It would certainly be unfair to label Keats an escapist based solely on a single poem.  Looking at Ode on a Grecian Urn, however, we can see that he certainly plays with some escapist ideals.  As he expounds in his own mind upon the love affair depicted upon the Grecian urn, the laments.

 "Heard melodies are sweet, but those unheard
     Are sweeter; therefore, ye soft pipes, play on"

In other words, the world that he imagines will always be better then the one he is actually living in.  Nothing in real life can live up to own dreams and imagination. 

As the poem continues however, he admits there are some drawbacks to an imagined life depicted upon on urn. Namely, the fact that it is imagined and will never come to anything.  In this way, he shows a desire to stay grounded in reality.

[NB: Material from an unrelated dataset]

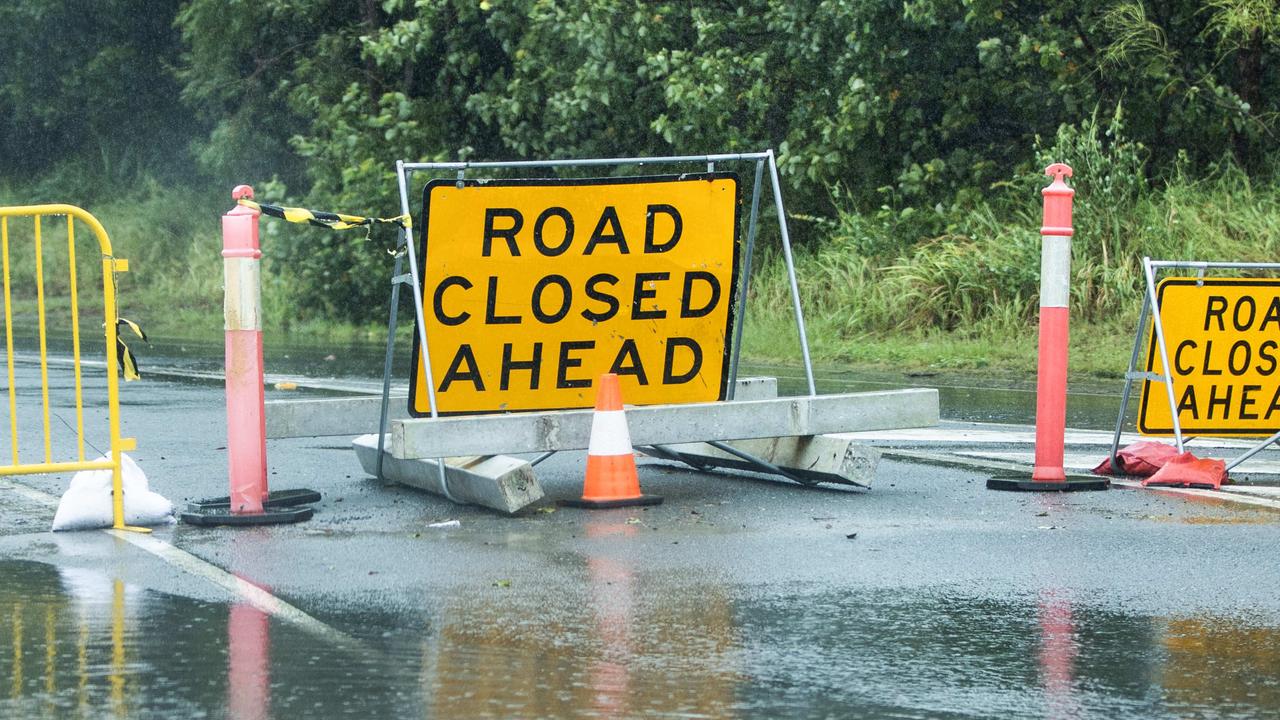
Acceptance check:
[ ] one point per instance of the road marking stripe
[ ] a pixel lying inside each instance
(983, 464)
(187, 563)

I think that all writers have an escapist side to them, and it is that side that motivates them to createnew worlds or ideas in their writing.  Keats is no more an escapist than most others you will find in the literary canon.

For more insights into this poem, Enotes has some excellent resources.

3

moinakdutta

I think it will be a gross injustice to consider Keats an escapist only on the basis of a single poem. Even if we take ode on a grecian urn only in consideration, it will soon be realised by us after a careful study of the ode that the poet is trying to objectify his primary idea regarding the difference between Nature and Work of Art, much like the greek philosophers who always thought that an Work of art cannot supersede Nature as it is a mere replication of nature. Work of art is always twice removed from the ideal and hence it has both its advantages and disadvantages. Time is captured/freezed in art while because of that very fact, there is neither any generation nor degeneration. In other words there is no palpable development in art whereas Nature seems to grow and change and engulf us all in its ever changing manifestations.

4

No, I do not think Keats is an escapist.  Many writers used their craft to delve into worlds they only dreamed of or wished they could be living in, for example.  Also, many wrote of fantasy worlds and places that did not exist, except in their own minds.  Because they had great dreams or aspirations or because they wrote of these subjects does not mean these authors were escapists.

5

ramchirakkal

I would like to have detailed notes on Keats as an escapist

6

There is nothing wrong if you want to escape from a degenerate & suffocating condition into a world of imagination & beauty. In so far as 'escapism'/'escapist' is a pejorative term, Keats's poetry is no poetry of 'escapism', and Keats is not an 'escapist'. When we talk about an escape, it is not enough to talk about what/where we escape from; it is important to consider what/where we escape to/into. The ancient Greek urn in Keats's ode is a work of art, and so symbolic of beauty & eternity; all the engravings on its marble surface depict life as transfixed in the domain of art. The limitations of actual life are thus transcended in the symbolic/imaginative permanence of the hellenic plastic art. The antinomy between art & life, beauty & mutability, the ideal & the real is no simple escapism in Keats's poetry. Even if we look at the urn's supposed message to mankind, 'Beauty is truth, truth beauty', the chiasmus should make us aware of the inversion & the complexity of the discourse. Keats doesn't assign any one-dimensional message to the work of art and, what is more, the message is modified by the mortal voice of the poet--' That is all ye know on earth, and all ye need to know'.

7

ali578

In reply to #1:he wa not an escapist, every poet has his own tendecies. though we do not see any revolutionary thought in his poetry but we can not call him escapist on the basis of this because he was a pure poet and his subject matter was beauty.